Abstract

Multiple antigen miniarrays can provide accurate tools for cancer detection and diagnosis. These miniarrays can be validated by examining their operating characteristics in classifying individuals as either cancer patients or normal (non-cancer) subjects. We describe the use of restricted Boltzmann machines for this classification problem, relative to diagnosis of hepatocellular carcinoma.

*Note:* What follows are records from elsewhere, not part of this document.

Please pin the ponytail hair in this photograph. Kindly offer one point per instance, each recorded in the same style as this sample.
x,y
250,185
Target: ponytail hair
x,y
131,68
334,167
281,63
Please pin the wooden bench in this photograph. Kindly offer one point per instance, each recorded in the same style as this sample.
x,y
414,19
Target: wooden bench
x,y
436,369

In this setting, we find that its operating characteristics are similar to a logistic regression standard and suggest that restricted Boltzmann machines merit further consideration for classification problems.

1. Introduction

We have previously investigated the utility of antibody profiles to seven tumor-associated antigens (TAAs) for discriminating between cancer patients and controls [1]. We found that these multiple antigen miniarrays could provide accurate tools for cancer detection and diagnosis and suggested that performance of the miniarrays might be enhanced by other combinations of TAAs appropriately selected for different cancer cohorts.

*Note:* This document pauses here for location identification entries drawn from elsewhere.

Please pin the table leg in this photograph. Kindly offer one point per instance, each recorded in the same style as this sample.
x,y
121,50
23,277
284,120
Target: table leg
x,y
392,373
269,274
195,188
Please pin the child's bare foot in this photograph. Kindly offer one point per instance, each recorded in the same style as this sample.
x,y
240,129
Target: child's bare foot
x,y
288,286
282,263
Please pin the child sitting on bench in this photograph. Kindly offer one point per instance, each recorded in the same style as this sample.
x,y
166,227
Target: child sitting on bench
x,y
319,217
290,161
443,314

We return to this theme in the present paper, where we examine the utility of an expanded panel of 12 antibody profiles for cancer diagnosis of hepatocellular carcinoma (HCC), based on serum samples from newly diagnosed HCC patients and normal controls. To this end, we apply a fairly recent approach, restricted Boltzmann machines [25], to the classification problem at hand. For comparative purposes, we also utilize logistic regression, to provide a baseline of discriminative performance. Our aim here is to determine whether restricted Boltzmann machines provide a viable technique for classification of HCC, compared to the logistic regression standard.

2. Materials and Methods

2.1. Sera Samples

In all, sera samples from 175 HCC patients and 90 normal controls were amassed, as follows. Sera from 76 patients with HCC from Xiamen in China were obtained from the serum bank of the Cancer Autoimmunity Research Laboratory at the University of Texas (El Paso, Texas, USA), which were originally provided by a collaborator in Sun Yat-sen University (Guangzhou, China). 84 HCC patients’ sera were collected from Korea and 15 from Japan. Ninety normal human sera (NHS) were originally obtained from the serum bank of the Autoimmune Disease Center at the Scripps Research Institute (La Jolla, CA, USA). All cancer patients were diagnosed according to established criteria; their serum samples were collected at the time of initial cancer diagnosis, when the patients had not received treatment with any chemotherapy or radiation therapy. Normal human sera were collected from adults during annual health examinations in people who had no obvious evidence of malignancy. This study was approved by the Institutional Review Board of the University of Texas at El Paso and collaborating institutions.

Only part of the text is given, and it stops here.